At the foothills of the mountain, you may notice that the air is thinner. This is kind of like the first trimester of pregnancy. You just need to become acclimated to the new environment. It takes at least a day (for me, at least) to re-train your lungs to deal with the lesser amount of oxygen on the mountain.
Fortunately, by the time you get used to the fatigue and nausea associated with the first trimester of pregnancy, it’s over.
That’s when you hit your stride. It’s easier to take in the wonder of your changing world at this time.
The ascent up the mountain is relatively predictable, but there may be a thunder storm here and there, a mob of mosquitoes, or a patch unexpected snow.

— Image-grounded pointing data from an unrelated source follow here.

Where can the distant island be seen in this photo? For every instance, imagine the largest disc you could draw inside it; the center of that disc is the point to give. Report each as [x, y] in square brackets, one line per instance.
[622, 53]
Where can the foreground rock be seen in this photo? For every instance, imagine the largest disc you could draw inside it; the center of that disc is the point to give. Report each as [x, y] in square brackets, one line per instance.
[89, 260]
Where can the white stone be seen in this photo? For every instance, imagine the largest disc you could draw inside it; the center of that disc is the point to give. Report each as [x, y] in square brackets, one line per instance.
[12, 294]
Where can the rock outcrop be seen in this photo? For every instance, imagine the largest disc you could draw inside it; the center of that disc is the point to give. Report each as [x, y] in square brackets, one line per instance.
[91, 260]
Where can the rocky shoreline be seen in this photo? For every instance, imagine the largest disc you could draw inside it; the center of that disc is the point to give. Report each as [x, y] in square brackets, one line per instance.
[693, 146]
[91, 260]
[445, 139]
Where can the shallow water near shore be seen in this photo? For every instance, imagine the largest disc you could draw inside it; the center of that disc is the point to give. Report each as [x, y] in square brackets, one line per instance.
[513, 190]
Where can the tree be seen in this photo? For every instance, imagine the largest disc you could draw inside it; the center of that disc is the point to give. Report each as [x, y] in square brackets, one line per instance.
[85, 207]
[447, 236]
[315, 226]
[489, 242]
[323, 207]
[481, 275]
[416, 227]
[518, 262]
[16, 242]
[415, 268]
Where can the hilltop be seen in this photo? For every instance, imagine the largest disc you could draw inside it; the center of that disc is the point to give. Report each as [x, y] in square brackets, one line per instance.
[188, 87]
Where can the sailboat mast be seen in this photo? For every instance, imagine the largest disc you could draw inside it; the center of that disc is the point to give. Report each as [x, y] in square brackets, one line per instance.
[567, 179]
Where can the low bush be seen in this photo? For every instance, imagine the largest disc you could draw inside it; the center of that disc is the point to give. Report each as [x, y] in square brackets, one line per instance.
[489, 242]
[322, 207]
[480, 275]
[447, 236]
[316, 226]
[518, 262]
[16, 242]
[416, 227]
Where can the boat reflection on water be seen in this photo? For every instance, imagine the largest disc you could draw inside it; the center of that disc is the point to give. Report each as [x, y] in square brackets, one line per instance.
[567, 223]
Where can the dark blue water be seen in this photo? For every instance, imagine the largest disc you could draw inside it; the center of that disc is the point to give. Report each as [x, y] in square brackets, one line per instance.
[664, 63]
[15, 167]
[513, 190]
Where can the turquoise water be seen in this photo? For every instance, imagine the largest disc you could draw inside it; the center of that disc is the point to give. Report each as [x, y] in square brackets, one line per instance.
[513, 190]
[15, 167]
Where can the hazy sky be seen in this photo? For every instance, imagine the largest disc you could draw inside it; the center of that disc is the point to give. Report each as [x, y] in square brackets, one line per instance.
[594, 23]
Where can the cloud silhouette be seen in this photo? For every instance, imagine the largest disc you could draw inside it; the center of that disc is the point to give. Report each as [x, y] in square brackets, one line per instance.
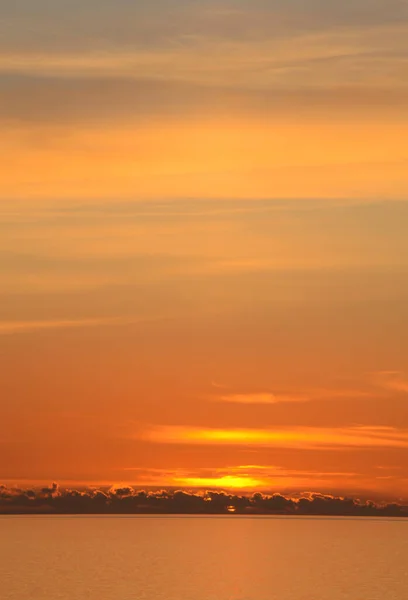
[126, 500]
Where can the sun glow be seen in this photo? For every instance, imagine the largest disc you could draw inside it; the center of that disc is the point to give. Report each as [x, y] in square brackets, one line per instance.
[225, 482]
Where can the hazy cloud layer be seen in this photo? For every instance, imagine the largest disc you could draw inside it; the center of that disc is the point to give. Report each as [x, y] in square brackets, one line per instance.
[127, 500]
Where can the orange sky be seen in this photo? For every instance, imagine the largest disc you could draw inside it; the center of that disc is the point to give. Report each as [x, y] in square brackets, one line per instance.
[203, 249]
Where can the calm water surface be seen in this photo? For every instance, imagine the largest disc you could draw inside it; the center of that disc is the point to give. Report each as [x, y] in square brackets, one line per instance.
[203, 558]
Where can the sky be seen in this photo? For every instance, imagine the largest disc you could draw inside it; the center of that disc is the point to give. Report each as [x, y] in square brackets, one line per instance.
[203, 249]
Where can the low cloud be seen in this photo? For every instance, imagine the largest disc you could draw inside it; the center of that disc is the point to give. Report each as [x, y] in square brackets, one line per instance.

The second trimester of pregnancy is the same. Aches and pains become normal, there is a child growing inside of you, after all. The weird stuff happening in your body, like baby’s somersaults, and heartburn hasn’t become freaky yet.
Still, you’re taking it all in and dreaming of the spectacular view from the top.
Then the third trimester hits. Or, similarly, you reach and pass the tree line on the mountainside. Uh oh, you no longer have the tree canopy to shelter you from thunder storms.
In pregnancy, you realize you’re no longer coasting on borrowed parenthood time and that revelation leaves you feeling vulnerable. It’s time to get real about being a parent and make sure you’ve got the tools necessary to be a good one. No matter what, there remains a degree of apprehension around your parenting capabilities. It’s something that parents probably don’t ever get over… it may even be a stipulation to join their club.
On the mountain, now is a good time to get out your rain gear so you can truck straight through the inevitable downpour. In pregnancy, go ahead and wrap up your nesting phase. In both cases, you’ve got the gear and you tell yourself you’re ready for what’s around the corner.
But, guess what? If ever there was a time for things to go awry, it’s now. You could run into a bear on the mountain, or be knocked off a cliff by gusty winds. Lightning could strike you much more easily since you’re on top of a mountain.
Your water could break IN PUBLIC, you could not know you’re in labor and end up delivering in the car, or you could end up delivering an eleven pound baby, vaginally. Or, as in my experience (up to this point), the baby drops and sudden sciatica renders you immobile. I’ve been stuck on the couch all week, unable to cook or clean or have any fun, really. Fortunately my husband is at hand and ready to help in any way necessary. He’s my rain gear, you could say. Without him, I’m not sure hiking straight through the misery* would be tolerable. Anyways, the uncertainty is daunting.
So here I am, at the point of the backpacking trip where I’d rather turn tail down the mountain in hopes of getting to a hotel at a decent hour. At the same point in pregnancy, labor hasn’t even begun, but the fear is taking over. Right now it’s looking like Backpacking is easier than pregnancy, because now I have no choice but to head straight into the storm of labor and delivery, unsure of what’s on the other side. No turning back!
I’ll be sure to let you know when this baby comes, and whether or not there were any bears.
*I refuse to indulge any of you in the freaky things that my body is doing right now, but if you’re a mother, you undoubtedly know the disgusting (and painful) things your body does when you’re edging closer to labor and delivery.